VANCOUVER – Metro Vancouver’s apartment vacancy rate edged up to 2.2 per cent in the spring more or less in step with most markets in British Columbia and Canada that saw higher apartment availability, a new report from Canada Mortgage and Housing Corp. said.
The increase, compared with 2.1 per cent last fall, represented opposing forces of higher levels of first-time home ownership and job cuts during the recession resulting in young tenants doubling up or moving back home. Both trends helped take renters out of the market, according to, Robyn Adamache, CMHC’s market analyst for Metro Vancouver.
Adamache added that an increase in the supply of rental housing — 2009 saw 915 new rental units added to the overall stock — also helped raise the vacancy rate.
And for Metro Vancouver, the rate is a far cry from recent years when apartment vacancy slipped below one per cent.
“I would hesitate to call it balanced, because we don’t have a measure of what is a balanced rental market,” Adamache said in an interview.
“[However,] I would call it healthy.

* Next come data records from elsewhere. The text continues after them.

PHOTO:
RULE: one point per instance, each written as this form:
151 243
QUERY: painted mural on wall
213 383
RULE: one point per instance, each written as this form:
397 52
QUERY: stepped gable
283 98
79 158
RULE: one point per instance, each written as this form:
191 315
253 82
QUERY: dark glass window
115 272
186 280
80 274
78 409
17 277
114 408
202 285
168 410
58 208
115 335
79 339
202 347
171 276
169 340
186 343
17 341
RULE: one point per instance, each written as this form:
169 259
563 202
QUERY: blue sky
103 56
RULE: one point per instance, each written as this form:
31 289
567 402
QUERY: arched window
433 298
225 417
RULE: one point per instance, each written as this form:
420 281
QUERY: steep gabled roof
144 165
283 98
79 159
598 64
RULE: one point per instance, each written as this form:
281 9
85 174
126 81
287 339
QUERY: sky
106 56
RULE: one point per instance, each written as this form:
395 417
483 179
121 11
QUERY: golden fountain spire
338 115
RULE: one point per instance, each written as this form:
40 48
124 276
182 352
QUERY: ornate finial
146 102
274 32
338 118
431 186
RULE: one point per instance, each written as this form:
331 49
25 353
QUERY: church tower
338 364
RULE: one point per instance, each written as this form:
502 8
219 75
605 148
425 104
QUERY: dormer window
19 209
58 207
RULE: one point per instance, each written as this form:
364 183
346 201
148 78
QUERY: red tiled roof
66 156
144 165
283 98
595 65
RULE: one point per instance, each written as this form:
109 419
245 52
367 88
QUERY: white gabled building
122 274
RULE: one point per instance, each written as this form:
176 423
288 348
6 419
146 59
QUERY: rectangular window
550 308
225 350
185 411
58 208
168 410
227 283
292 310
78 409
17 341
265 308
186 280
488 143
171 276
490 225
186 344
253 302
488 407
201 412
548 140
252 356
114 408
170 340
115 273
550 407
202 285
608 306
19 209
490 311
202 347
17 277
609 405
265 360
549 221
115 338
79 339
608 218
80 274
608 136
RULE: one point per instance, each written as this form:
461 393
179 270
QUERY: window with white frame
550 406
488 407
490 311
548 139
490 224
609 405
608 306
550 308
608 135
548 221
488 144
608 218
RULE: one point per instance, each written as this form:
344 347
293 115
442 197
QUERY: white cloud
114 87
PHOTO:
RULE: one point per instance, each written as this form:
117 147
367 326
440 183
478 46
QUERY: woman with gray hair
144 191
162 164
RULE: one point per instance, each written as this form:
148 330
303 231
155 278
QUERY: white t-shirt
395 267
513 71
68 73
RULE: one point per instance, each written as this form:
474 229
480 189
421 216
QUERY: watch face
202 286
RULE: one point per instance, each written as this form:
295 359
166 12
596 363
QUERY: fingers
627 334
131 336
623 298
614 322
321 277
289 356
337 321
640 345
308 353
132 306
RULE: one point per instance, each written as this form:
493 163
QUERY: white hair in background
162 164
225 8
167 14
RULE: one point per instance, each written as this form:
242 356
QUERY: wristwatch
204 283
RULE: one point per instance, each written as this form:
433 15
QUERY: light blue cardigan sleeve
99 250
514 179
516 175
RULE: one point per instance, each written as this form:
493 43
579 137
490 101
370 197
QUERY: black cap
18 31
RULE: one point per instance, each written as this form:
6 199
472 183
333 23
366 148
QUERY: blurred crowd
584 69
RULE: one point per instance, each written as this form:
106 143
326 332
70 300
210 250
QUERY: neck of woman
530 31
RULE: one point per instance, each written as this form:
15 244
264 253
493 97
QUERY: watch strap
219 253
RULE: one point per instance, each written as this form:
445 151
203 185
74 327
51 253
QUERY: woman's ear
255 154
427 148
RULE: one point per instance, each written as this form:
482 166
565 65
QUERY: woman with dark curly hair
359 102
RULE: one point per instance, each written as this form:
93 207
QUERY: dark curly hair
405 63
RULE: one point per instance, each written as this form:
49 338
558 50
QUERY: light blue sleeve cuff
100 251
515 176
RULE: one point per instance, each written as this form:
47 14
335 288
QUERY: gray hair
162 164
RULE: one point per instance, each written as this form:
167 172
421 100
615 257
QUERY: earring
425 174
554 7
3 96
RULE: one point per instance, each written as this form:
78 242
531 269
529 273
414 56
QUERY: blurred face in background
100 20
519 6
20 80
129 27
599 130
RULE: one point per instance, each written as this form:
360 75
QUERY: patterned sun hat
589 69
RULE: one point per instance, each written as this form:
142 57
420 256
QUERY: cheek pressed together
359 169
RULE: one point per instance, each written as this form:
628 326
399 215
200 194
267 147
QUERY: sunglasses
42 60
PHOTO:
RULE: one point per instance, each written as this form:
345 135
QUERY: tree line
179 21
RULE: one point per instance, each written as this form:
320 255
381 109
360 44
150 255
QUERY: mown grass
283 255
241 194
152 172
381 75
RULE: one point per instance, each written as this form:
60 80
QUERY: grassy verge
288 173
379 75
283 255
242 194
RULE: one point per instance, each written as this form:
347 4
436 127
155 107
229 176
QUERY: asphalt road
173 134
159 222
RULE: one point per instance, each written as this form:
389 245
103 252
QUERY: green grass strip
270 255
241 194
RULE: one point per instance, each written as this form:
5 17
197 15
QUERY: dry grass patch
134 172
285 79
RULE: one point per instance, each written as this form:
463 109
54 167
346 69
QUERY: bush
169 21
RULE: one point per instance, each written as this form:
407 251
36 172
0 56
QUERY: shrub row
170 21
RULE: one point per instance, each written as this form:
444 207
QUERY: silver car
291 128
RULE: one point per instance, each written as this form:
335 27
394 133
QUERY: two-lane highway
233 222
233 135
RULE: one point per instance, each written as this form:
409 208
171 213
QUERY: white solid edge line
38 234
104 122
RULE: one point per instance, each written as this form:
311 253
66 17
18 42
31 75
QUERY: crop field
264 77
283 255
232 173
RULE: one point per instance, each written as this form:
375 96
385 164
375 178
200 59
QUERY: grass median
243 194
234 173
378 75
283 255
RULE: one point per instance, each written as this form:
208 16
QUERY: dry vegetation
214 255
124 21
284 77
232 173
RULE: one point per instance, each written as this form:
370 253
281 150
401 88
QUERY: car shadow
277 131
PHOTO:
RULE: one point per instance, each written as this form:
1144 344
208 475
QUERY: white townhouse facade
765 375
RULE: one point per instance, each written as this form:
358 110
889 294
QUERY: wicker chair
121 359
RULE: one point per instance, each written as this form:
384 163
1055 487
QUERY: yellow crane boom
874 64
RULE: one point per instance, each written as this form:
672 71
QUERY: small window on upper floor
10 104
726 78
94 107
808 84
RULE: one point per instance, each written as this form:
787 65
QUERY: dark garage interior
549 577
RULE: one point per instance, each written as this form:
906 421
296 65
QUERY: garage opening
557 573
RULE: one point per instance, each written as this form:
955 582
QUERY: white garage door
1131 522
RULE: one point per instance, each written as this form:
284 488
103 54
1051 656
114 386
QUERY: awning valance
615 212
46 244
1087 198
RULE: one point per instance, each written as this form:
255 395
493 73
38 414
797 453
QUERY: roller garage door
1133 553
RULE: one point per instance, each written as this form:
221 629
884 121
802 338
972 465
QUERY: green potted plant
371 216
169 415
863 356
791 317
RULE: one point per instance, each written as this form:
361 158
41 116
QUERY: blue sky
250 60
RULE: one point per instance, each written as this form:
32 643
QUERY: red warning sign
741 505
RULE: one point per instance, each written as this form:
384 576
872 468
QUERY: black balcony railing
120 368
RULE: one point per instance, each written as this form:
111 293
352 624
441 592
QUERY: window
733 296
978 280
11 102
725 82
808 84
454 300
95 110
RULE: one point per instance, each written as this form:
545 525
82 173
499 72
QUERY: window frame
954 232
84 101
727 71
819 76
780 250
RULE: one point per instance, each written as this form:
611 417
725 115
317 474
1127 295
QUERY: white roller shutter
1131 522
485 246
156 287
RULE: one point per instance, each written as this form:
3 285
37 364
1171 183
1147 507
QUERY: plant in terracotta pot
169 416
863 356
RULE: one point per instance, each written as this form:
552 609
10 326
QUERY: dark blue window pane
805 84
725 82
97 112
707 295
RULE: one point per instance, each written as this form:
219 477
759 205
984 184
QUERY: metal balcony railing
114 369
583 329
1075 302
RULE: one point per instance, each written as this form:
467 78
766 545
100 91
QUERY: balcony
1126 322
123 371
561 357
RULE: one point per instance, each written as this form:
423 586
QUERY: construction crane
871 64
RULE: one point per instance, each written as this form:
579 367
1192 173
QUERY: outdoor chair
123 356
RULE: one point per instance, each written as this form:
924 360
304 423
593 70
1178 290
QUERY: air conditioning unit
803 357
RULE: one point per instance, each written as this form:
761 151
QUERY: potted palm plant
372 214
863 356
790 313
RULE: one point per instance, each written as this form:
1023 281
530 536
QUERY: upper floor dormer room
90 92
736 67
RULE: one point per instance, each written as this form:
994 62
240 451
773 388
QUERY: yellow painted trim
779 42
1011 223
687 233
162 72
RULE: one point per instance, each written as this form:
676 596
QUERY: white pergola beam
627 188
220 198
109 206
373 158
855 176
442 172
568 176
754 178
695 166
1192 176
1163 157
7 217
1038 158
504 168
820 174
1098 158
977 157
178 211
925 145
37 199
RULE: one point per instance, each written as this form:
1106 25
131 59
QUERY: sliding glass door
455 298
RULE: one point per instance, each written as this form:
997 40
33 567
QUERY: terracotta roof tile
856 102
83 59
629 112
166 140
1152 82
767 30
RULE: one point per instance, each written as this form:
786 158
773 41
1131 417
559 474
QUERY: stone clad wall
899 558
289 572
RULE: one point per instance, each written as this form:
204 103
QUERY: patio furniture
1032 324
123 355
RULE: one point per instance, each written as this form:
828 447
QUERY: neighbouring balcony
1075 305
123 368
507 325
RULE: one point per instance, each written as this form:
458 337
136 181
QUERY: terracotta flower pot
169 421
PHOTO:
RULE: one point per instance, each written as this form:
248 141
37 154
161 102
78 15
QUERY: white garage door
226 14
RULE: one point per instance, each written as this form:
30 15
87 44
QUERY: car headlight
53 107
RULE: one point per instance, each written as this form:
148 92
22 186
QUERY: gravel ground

There is some choice out there for renters, but then it’s not too hard for landlords to rent out their suites.”
The last time Metro Vancouver saw a vacancy rate higher than two per cent, Adamache added, was in 1998/99 when the region’s vacancy hit 2.7 per cent. In the spring of 2008, Metro Vancouver’s apartment vacancy rate was 0.9 per cent.
For apartment owners, the shift in vacancies has meant more aggressive advertising and creativity in attracting tenants.
“There’s a lot less calls coming in, “Debbie Johnson, director of marketing for Gateway Property Management, said.
One of Gateway’s creative responses to the situation, Johnson added, is an online tool called “vacancy-tracker,” which tenants can sign on to and receive e-mail notices about suites that become available in Gateway buildings.
“We’re just trying to get out there and say ‘we’re here, we have suites to rent, come to us.'”
Adamache added that the rise in vacancies has helped keep rent increases in check, with payments in Metro Vancouver edging up 2.3 per cent over a year ago, which is on the mark with the province’s cap on annual rent increases.
Vacancy rates varied depending on apartment types, with the three-bedroom category experiencing the lowest rate at 1.4 per cent and one-bedroom suites having the highest vacancy at 2.4 per cent.
Three-bedroom suites also saw the steepest increases in average rent hitting $1,401 this spring compared with $1,268 in April a year ago.
The average two-bedroom rent across Metro Vancouver was marginally down at $1.150 this spring compared with $1,154 a year ago.
The CMHC spring survey was conducted in April as an interim measure of apartment vacancy between its more detailed major vacancy surveys, which are conducted in the fall of each year.
This year’s spring report counted vacancy increases in most markets, Carol Frketich, CMHC’s regional economist said in a news release. Overall provincial vacancy hit 3.1 per cent in April compared with 2.3 per cent a year ago.
However, while it might be easier for renters to find accommodation, the high price of rents remains a problem, according to a tenants rights group.
“I think businesses should be concerned,” Tom Durning, a spokesman for Vancouver’s Tenant Resource and Advisory Centre said in an interview. “If rents keep going up, they’re not going to be able to attract people here.”